What makes AI different is not simply bias, but the scale, speed, and secrecy at work. Unlike textbooks, encyclopedias, or even cable news, where editorial choices can be debated, cited, and held up to scrutiny, the process by which AI decides what you know is hidden and changeable at will—with top-down changes propagating to millions of users in mere hours. In the 2024 Gemini controversies, Google's image generator initially refused to depict white people in historical contexts, then—after public backlash—overcorrected by adjusting its outputs within a day, revising policies, filtering rules, and prompt instructions with no public explanation of what changed or why. Users saw new outputs without any mark or warning about what, why, or how the change occurred. OpenAI's ChatGPT, similarly, is subject to ongoing prompt and alignment updates, producing shifts in political, ethical, and cultural responses between model versions. These changes—sometimes implemented to reduce bias or harm, sometimes for more ambiguous reasons—are rarely advertised, much less debated, outside the company (Frontiers in AI, 2025; OpenAI, 2025b).
It is important to acknowledge: prompt engineering can, and often does, serve salutary aims—reducing harmful biases, blocking hate speech, and mitigating misinformation in real time. Yet the underlying problem remains. In traditional newsrooms, corrections and editorial shifts must be justified, posted, and open to contest. When major AI-driven shifts occur invisibly, even positive changes risk undermining crucial epistemic norms: transparency of evidence, public warrant for knowledge, and the principle of contestability in plural societies. If unnoticed changes remake what "everyone knows" about critical questions—whether "systemic racism," "gender violence," or "civilizational threats"—the stakes become not merely academic, but democratic.
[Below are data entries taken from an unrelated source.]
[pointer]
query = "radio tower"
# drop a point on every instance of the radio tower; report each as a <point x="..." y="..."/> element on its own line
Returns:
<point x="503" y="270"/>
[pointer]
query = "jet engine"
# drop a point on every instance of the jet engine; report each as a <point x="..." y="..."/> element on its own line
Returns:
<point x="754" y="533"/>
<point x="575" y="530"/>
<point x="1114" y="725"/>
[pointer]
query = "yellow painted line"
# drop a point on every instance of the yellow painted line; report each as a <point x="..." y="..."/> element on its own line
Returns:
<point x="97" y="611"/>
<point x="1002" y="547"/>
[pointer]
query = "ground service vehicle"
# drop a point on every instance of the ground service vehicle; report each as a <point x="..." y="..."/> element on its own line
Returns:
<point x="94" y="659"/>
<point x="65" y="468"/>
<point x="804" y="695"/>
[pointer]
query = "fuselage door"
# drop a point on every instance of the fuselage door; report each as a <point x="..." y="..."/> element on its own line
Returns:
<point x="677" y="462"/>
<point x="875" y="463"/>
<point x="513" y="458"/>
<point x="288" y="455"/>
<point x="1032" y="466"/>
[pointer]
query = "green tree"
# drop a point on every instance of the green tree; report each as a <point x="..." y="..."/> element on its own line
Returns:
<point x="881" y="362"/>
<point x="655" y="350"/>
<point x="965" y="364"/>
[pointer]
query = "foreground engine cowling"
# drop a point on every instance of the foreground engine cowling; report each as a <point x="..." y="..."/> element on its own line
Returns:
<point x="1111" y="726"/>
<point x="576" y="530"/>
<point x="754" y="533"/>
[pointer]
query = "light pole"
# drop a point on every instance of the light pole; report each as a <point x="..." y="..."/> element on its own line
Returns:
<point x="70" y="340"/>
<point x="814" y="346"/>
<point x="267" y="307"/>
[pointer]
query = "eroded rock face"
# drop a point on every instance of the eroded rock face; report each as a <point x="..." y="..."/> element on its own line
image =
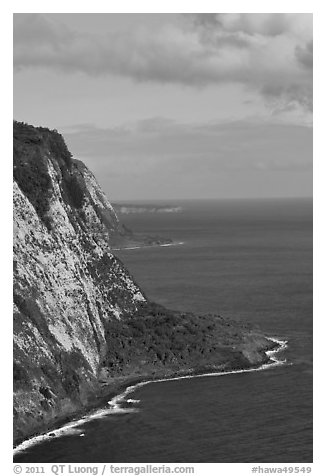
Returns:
<point x="67" y="284"/>
<point x="82" y="326"/>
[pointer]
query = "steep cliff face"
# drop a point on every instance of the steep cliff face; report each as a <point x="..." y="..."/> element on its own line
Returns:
<point x="67" y="284"/>
<point x="82" y="326"/>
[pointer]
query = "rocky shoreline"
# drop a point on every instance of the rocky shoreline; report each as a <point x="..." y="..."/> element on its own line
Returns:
<point x="113" y="393"/>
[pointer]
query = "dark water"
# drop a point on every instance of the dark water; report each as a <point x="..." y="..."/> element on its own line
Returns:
<point x="248" y="260"/>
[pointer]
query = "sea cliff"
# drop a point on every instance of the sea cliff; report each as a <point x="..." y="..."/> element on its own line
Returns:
<point x="83" y="327"/>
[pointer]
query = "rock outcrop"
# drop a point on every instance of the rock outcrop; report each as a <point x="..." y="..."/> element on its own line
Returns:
<point x="81" y="323"/>
<point x="67" y="284"/>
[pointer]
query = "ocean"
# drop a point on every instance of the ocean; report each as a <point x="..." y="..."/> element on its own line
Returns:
<point x="250" y="260"/>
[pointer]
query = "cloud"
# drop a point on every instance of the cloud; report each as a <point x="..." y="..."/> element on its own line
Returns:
<point x="270" y="53"/>
<point x="156" y="158"/>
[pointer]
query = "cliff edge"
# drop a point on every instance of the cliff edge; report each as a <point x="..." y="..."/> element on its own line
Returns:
<point x="81" y="323"/>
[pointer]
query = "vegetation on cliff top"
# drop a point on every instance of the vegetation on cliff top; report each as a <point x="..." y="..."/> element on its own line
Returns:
<point x="33" y="147"/>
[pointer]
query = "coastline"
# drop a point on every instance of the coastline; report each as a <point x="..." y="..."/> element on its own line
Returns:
<point x="116" y="397"/>
<point x="175" y="243"/>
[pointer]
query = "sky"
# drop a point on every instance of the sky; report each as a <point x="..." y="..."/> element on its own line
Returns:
<point x="174" y="106"/>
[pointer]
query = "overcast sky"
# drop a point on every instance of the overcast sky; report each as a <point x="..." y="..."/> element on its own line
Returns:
<point x="174" y="106"/>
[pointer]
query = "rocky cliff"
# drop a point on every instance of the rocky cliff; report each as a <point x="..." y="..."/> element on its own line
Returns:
<point x="66" y="282"/>
<point x="81" y="323"/>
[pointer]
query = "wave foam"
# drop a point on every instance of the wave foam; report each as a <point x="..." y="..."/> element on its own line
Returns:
<point x="115" y="404"/>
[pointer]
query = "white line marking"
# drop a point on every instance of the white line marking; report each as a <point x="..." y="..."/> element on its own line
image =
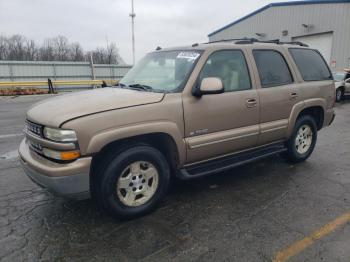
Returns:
<point x="11" y="135"/>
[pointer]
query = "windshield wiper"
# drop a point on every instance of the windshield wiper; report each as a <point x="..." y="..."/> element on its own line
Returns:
<point x="142" y="87"/>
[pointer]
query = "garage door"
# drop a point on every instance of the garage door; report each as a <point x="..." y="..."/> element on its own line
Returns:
<point x="321" y="42"/>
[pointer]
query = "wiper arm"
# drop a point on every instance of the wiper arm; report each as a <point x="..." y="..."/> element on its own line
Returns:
<point x="142" y="87"/>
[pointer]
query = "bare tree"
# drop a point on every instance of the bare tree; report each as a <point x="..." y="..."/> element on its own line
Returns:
<point x="61" y="47"/>
<point x="3" y="48"/>
<point x="30" y="50"/>
<point x="76" y="52"/>
<point x="18" y="47"/>
<point x="46" y="52"/>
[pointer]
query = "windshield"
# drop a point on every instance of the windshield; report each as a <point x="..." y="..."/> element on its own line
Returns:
<point x="164" y="71"/>
<point x="338" y="76"/>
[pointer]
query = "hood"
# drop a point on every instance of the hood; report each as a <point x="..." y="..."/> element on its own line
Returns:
<point x="54" y="111"/>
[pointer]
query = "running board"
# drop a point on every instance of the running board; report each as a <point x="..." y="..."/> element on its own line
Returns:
<point x="224" y="163"/>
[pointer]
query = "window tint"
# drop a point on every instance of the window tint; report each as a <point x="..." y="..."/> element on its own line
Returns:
<point x="230" y="66"/>
<point x="310" y="64"/>
<point x="273" y="69"/>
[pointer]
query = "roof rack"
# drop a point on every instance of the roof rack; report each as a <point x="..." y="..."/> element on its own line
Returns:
<point x="247" y="40"/>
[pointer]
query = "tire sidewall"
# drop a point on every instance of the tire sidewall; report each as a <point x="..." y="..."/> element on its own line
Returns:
<point x="110" y="199"/>
<point x="304" y="120"/>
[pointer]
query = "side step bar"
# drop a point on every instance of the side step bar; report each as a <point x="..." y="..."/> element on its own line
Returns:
<point x="224" y="163"/>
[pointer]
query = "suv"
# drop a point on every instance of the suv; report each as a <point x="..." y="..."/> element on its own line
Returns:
<point x="183" y="112"/>
<point x="342" y="83"/>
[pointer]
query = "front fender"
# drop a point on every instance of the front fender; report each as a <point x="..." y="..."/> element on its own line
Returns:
<point x="101" y="139"/>
<point x="298" y="107"/>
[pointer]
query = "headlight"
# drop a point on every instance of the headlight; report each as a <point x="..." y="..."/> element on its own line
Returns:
<point x="60" y="135"/>
<point x="61" y="155"/>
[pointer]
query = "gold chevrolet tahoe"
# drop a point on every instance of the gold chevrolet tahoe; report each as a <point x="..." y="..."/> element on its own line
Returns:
<point x="182" y="112"/>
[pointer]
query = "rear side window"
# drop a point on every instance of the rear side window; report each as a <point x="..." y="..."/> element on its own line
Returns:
<point x="311" y="65"/>
<point x="273" y="69"/>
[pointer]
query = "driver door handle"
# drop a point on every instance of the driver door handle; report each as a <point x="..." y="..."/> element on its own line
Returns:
<point x="293" y="96"/>
<point x="251" y="102"/>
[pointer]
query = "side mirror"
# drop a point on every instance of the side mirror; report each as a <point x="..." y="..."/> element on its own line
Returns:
<point x="209" y="86"/>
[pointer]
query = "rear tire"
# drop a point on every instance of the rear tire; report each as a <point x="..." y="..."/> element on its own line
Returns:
<point x="133" y="182"/>
<point x="303" y="140"/>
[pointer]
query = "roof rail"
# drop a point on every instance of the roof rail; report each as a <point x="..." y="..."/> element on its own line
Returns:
<point x="247" y="40"/>
<point x="230" y="40"/>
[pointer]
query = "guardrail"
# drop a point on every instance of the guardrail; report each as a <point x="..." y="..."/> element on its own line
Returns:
<point x="57" y="83"/>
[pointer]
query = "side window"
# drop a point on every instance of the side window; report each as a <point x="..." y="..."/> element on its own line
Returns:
<point x="231" y="67"/>
<point x="311" y="65"/>
<point x="273" y="69"/>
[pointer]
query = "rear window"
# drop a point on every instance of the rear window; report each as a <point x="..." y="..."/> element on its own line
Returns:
<point x="273" y="69"/>
<point x="311" y="64"/>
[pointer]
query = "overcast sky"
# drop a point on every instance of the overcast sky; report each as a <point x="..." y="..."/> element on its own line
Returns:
<point x="158" y="23"/>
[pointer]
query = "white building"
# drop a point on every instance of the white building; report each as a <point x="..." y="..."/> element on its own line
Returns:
<point x="324" y="25"/>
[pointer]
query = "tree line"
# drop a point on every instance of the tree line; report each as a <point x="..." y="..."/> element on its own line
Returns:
<point x="19" y="48"/>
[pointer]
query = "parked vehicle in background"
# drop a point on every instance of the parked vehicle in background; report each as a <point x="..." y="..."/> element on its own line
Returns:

Even when changes are well-intentioned, value pluralism compounds the risk: every substantive revision is championed by some and attacked by others. Musk's prompt changes to Grok were celebrated in some circles and condemned in others. What matters most is not the immediate politics of any revision, but the upstream condition that enables so much power over public knowledge to reside with so few, to be exercised with such speed and scale, without process or visibility.
Technical research and recent ethical frameworks now converge on a basic warning: without robust transparency and public contestability, invisible and swift editorial power puts our shared knowledge at risk. For as long as the processes of prompt engineering remain locked away, we lose not just the right to critique a specific answer, but the ability to know what has changed, why, and who decides.
What appeared as a minor overnight tweak in Grok was, in fact, a warning—about the new architecture of reality, now rewired for millions at a keystroke by a tiny group behind the curtain. The question is whether we'll demand transparency before this becomes the new normal.
Endnotes:
- New York Times. (2025). "How Elon Musk Is Remaking Grok in His Image." https://www.nytimes.com/2025/09/02/technology/elon-musk-grok-conservative-chatbot.html — Documents the series of overnight Grok revisions and the political content of edits.
- Google. (2025a). "Gemini for safety filtering and content moderation." — Company documentation on prompt engineering and rapid policy updates.
- OpenAI. (2022). "Aligning language models to follow instructions." — Technical whitepaper on how prompt engineering steers generative model outputs.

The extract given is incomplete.